ある屋敷で、12月の寒い夜に暖房を使わないで座敷に座っていると、急に、不快な味が口いっぱいに広がることがあったそうです。

そのときは、その座敷にいる人全員が同じ味覚を味わったということです。

その座敷の隣の部屋にいても、同じ味が、ほんの少し感じられました。

そこから遠くに離れると、同じ家の中でも、そのような味の幽霊はあらわれませんでした。

その家や、まわりの人たちは、味の幽霊だと言っていたそうですが。

これは、「幽霊」だったのでしょうか?

味覚に関連すると言えば、水木しげるの漫画に「魂の天ぷら」というのがありましたね。


2. 同じように、満腹の幽霊が出たそうです。

味の幽霊と同じようなもので、その家では、ある時、急に満腹になるのだそうです。

その家の中なら、どこででも起きるのです。

起きる日時は決まっていませんでした。

激しい空腹時でも、急に満腹感が襲ってきたそうです。

それが起きると、もう、何も食べたくない。一口も食べられなかったのです。

腹は膨れないのですが、とにかく食べられない。食べ物が喉を通らない。

急に空腹になって動けなくなる、「ヒダル神」というのがありますが、それとは逆ですね。

ダイエットには最適です。


3. 往生際の悪い死人がいたそうです。

ある人が、病気で死にかけていました。

彼は、強欲で生への執着がつよかったので、自分の延命のためには湯水の如く金を使いました。

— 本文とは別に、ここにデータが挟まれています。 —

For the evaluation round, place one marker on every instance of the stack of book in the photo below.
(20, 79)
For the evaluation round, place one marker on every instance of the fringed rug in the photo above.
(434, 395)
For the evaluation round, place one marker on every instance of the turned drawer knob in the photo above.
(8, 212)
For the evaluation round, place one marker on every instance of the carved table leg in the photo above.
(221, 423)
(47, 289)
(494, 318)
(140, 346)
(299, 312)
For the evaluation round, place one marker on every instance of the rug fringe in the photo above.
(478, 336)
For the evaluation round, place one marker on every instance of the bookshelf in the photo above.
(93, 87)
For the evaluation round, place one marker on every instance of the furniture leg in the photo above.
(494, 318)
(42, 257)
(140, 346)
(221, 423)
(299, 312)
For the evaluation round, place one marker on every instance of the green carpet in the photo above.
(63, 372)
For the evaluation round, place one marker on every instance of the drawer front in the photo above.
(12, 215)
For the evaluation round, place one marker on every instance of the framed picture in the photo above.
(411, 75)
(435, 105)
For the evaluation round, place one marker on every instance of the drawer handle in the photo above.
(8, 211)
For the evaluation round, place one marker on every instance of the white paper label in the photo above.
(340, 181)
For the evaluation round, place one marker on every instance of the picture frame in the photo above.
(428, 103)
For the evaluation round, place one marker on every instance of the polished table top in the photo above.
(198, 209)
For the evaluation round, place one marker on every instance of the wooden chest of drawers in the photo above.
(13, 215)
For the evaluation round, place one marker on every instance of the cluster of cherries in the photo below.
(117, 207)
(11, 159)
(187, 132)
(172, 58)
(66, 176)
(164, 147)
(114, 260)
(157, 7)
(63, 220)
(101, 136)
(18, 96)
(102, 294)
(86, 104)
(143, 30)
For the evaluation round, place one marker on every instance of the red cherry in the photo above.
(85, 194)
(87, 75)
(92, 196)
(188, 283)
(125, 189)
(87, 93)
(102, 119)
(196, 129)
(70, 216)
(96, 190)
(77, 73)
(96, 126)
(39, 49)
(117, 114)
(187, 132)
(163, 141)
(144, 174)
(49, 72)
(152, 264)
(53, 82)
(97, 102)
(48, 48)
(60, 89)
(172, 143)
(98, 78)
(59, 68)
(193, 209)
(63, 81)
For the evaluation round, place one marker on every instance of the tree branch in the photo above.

しかし、死には勝てず、ついに臨終を迎えることとなったのです。

家族の者たちに看取られて逝きましたが、しばらくすると、突然うめき声を上げて、打ち覆いを払いのけました。

蘇生したのです

彼は、浅い息をしながら、「よし、よし」と言いました。

しかし、家族の者たちは、彼を、往生際が悪い人間だ!と言って、皆で絞め殺してしまったそうです。

彼の葬式は無事に出されたのです。